Employers do not, however, have to force their workers to take a break. California Labor Code 512 only requires them to give employees the opportunity to take one.
2. What types of employees are covered?
California Labor Code 512 only applies to non-exempt employees.
Non-exempt employees are workers employed in the following types of occupations:
- Mechanical, or
- Other similar roles.1
The following workers are not covered:
- Workers classified as exempt, such as managers,2
- Independent contractors, and
- Unionized employees in certain fields with collective bargaining agreements that other break schedules.
3. When are employees entitled to a meal break?
Workers covered by California Labor Code 512 can be entitled to a meal break if their shift is long enough:
- Less than 5 hours: No required meal break,
- Between 5 and 6 hours: A 30-minute meal break that can be waived by the employee,
- Between 6 and 10 hours: A 30-minute meal break,
- Between 10 and 12 hours: A 30-minute meal break, plus a second 30-minute meal break that the employee can waive if he did not already waive the first one, and
- More than 12 hours: 2 meal breaks of 30 minutes each.

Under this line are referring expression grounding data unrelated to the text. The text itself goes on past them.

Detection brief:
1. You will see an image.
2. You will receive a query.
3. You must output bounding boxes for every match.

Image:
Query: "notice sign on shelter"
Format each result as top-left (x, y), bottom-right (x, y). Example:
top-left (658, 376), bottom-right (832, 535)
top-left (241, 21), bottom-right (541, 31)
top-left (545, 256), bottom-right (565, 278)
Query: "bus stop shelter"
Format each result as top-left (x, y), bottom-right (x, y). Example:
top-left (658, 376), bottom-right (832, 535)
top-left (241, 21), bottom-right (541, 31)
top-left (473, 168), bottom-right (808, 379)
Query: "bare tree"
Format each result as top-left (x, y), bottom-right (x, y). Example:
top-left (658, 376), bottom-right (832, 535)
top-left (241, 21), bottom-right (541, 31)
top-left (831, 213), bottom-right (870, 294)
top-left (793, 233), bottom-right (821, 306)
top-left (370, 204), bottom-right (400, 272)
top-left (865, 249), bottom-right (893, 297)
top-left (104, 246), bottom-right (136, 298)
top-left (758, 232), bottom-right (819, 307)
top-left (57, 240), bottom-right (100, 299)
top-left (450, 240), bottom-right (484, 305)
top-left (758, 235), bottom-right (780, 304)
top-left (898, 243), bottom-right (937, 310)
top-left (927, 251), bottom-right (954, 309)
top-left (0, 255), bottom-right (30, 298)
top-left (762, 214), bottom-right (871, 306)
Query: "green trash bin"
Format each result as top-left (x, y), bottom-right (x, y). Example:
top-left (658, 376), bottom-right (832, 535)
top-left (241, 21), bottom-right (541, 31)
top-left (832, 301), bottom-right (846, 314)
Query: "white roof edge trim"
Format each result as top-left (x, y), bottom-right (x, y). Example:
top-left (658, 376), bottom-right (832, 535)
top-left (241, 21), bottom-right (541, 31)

These meal breaks do not have to happen every 5 hours. The first break merely has to occur before the employee has worked more than 5 hours. The second has to happen before the employee has worked more than 10 hours.3
Example: Amy arrives for a 12-hour nursing shift at noon. The law does not require her breaks to happen at 5 pm and 10 pm. Instead, the first break can happen anytime before 5 pm. The second break can happen anytime before 10 pm.
4. Are meal breaks paid or unpaid?
The meal break required under California Labor Code 512 is not paid. Employers can, however, provide a paid lunch period if they choose to do so. It can also become a paid lunch period if the employer requires a worker to take their break “on duty.”
5. Can an employer keep a worker “on-call” during the break?
Employers are only allowed to keep a covered employee “on-call” or “on duty” during their break if:
- The nature of the job keeps the employee from being completely relieved of his duties during break, and
- The employee agrees to stay at work during meal periods, in writing, and the agreement allows the worker to revoke the agreement.4
In these cases, the break is a paid one.
Employers also cannot give employees work to do while they are on break or require them to remain on premises during a break. If the company does give them work or requires that they stay on premises, it is treated as if they denied the break entirely, because it interrupts the time off. The company would then be liable to pay “premium pay” for the interruption.
Premium pay is one hour at the worker’s regular rate of pay. This hour does not count towards a worker’s overtime pay.
Furthermore, workers are entitled to prejudgment interest on any unpaid wages that accrues prior to payment. It is usually 10% a year if there was a contract or 7% a year if there was no contract.5
6. What if a worker does not wish to take a meal break?
Employees can waive their meal break if their shift is less than 6 hours long.
If the shift is 6 hours or longer, however, their employer is required to provide a meal break. The meal break is not mandatory, though. The employee can voluntarily continue to work through their break.6
If the employer has reason to know that an employee is working through their break, it must pay them at their regular rate.7
7. What can a worker do if the company violates Labor Code 512?
Employees can sue their employers for not complying with the meal break rules. Wage and hour lawsuits against employers for not leaving workers alone during their breaks are common. They frequently lead to class action claims because numerous workers are victimized.
- 8 California Code of Regulations 11040.
- Brinker Restaurant Corp. v. Superior Court, 53 Cal.4th 1004 (Cal. 2012).
- 8 California Code of Regulations 11040(11).
- Murphy v. Kenneth Cole Productions, Inc., 134 Cal.App.4th 728 (Cal. App. 2006). Estrada v. Royalty Carpet Mills, Inc. (Court of Appeal of California, Fourth Appellate District, Division Three, 2022) 76 Cal. App. 5th 685. Naranjo v. Spectrum (2022) 13 Cal. 5th 93.
- Brinker Restaurant Corp. v. Superior Court, Supra.
- Morillion v. Royal Packing Company, 22 Cal.4th 575 (Cal. 2000).